Omega-3-Fettsäuren werden in die Membranen von Zellen eingebaut und machen diese dadurch flexibler (siehe: "Förderung der Durchblutung"). Zellmembranen von Lebewesen in sehr kalten Gewässern müssen sehr flexibel sein, sonst könnten sie dort nicht existieren. Entsprechend reich an Omega-3-Fettsäuren sind sowohl pflanzliche Kleinstlebewesen (Phytoplankton) in arktischen Gewässern als auch Fische, die sich von ihnen ernähren. 2. In Nahrungsergänzungsmittel mit langkettigen Omega-3-Fettsäuren
Sie enthalten Öl, das aus Fisch oder Mikroalgen gewonnen wird und bis 45 Prozent aus Omega-3-Fettsäuren besteht. Da die Omega-3-Fettsäuren - wie alle mehrfach ungesättigten Fettsäuren - durch Einfluss von Luftsauerstoff und Licht schnell ranzig werden, d. h. verderben, wird das Öl in eine Kapsel z. B. aus Gelatine "verpackt". Einige Hersteller setzen auch noch Vitamin E zu, denn es wirkt der Oxidation durch Sauerstoff entgegen und schützt so das Öl. Produkte mit einem Zusatz an Vitamin E sollten auch deshalb bevorzugt werden, weil sich mit einer erhöhten Aufnahme an Omega-3-Fettsäuren auch der Bedarf an diesem Vitamin erhöht. Nahrungsergänzungsmittel mit langkettigen Omega-3-Fettsäuren haben gegenüber Fisch den Vorteil, dass ihr Gehalt an Omega-3-Fettsäuren standardisiert, d. h. stets gleich hoch ist. Mit ihrer Einnahme können höhere diätetisch-präventive Zufuhrempfehlungen erreicht werden. Das gilt insbesondere zur gezielten diätetischen Versorgung in der Schwangerschaft.
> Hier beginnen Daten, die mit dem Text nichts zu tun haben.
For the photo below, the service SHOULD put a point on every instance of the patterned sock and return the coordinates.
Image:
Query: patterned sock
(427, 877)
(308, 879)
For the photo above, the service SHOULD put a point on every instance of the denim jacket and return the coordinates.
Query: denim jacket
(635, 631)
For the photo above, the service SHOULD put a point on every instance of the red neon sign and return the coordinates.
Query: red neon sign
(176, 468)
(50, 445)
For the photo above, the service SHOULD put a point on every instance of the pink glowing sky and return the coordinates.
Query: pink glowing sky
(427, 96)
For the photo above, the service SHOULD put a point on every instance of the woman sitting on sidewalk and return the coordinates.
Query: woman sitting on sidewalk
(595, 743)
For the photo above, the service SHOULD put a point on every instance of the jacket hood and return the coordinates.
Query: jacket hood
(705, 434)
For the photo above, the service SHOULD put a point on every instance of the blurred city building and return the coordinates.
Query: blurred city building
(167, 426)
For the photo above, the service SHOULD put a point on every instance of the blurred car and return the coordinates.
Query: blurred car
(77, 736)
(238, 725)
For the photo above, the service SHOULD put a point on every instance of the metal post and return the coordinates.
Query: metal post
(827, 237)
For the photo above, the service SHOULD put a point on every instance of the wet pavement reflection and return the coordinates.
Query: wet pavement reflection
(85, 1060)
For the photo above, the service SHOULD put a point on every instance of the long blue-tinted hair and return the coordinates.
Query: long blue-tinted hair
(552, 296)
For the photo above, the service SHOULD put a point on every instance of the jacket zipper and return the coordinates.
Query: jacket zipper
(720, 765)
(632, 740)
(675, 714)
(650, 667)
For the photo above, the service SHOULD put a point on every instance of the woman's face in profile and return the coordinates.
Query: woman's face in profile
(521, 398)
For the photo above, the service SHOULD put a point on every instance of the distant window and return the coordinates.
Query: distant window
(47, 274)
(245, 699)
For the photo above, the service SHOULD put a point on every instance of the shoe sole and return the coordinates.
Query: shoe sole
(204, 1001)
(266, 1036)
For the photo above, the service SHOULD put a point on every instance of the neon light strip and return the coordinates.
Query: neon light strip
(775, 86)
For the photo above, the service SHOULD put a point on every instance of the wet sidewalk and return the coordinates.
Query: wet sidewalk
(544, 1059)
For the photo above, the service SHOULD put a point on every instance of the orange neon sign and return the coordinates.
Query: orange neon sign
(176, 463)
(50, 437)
Auch situativen und individuellen Bedingungen (häufige Reisetätigkeit und Außer-Haus-Verpflegung, reduzierte Energie- und Lebensmittelaufnahme bei Abnehm-Diäten und im höheren Lebensalter) sowie höherer gezielter Zufuhr bei vorhandenen Risikofaktoren für Herz-Kreislauf-Erkrankungen kann mit Kapseln u. U. besser entsprochen werden. Manchmal kann die Einnahme von Fischölkapseln vom Auftreten eines Fischgeschmacks beim Aufstoßen begleitet sein. Das lässt sich weitgehend vermeiden, wenn man sie kurz vor oder während des Essens einnimmt und reichlich Flüssigkeit dazu trinkt. 3. In Raps-, Soja-, Perilla- und Leinöl sowie Walnüssen
Die bisher besprochenen aktivsten Omega-3-Fettsäuren DHA (Docosahexaensäure) und EPA (Eicosapentaensäure) kommen nicht in den in unserer Ernährung üblichen pflanzlichen Lebensmitteln vor. Hier findet sich eine weitere Omega-3-Fettsäure: alpha-Linolensäure - besonders in Raps-, Soja-, Perilla- und Leinöl sowie in Walnüssen und entsprechend in Walnussöl. Prinzipiell kann unser Körper alpha-Linolensäure in EPA und DHA umwandeln, tut dies aber nur in geringem Maß (zu ca. 2 Prozent) - je weniger, je mehr Omega-6-Fettsäuren (Linolsäure) die Nahrung enthält. Leider sind die meisten Pflanzenöle (z. B. Sonnenblumen-, Distelöl) reich an Omega-6-Fettsäuren und ungeeignet, das erwünschte Verhältnis von Omega-3- zu Omega-6-Fettsäuren einzustellen. Deshalb sind die genannten Pflanzenöle keine sichere Alternative für eine ausreichende Versorgung mit EPA und DHA, sondern stellen eher eine Ergänzung dar. 4. In angereicherten Lebensmitteln
Es gibt mit Omega-3-Fettsäuren (EPA/DHA) angereicherte Fischprodukte, Omega-3-Brot und -Brötchen, Omega-3-Margarine und DHA-reiche Eier sowie einige Produkte mehr. Hier sind Omega-3-Fettsäuren eingearbeitet bzw. über die Fütterung ins Produkt gebracht, um es einem jeden leichter zu machen, ausreichende Mengen davon zu sich zu nehmen. Nicht jeder isst gerne Fisch und verträgt ihn oder schafft es, zwei mal in der Woche Fisch zu essen: Mit Omega-3-Produkten gibt es für jeden eine Alternative. Bei allen Produkten, die vom Arbeitskreis Omega-3 empfohlen werden, ist sichergestellt, dass sie ausreichende Mengen enthalten und die Qualität stimmt. Qualität heißt auch, dass die Hersteller bei ihren Produkten sorgfältig darauf achten, dass bei Zusatz von DHA/EPA keinerlei Geschmacksveränderungen auftreten.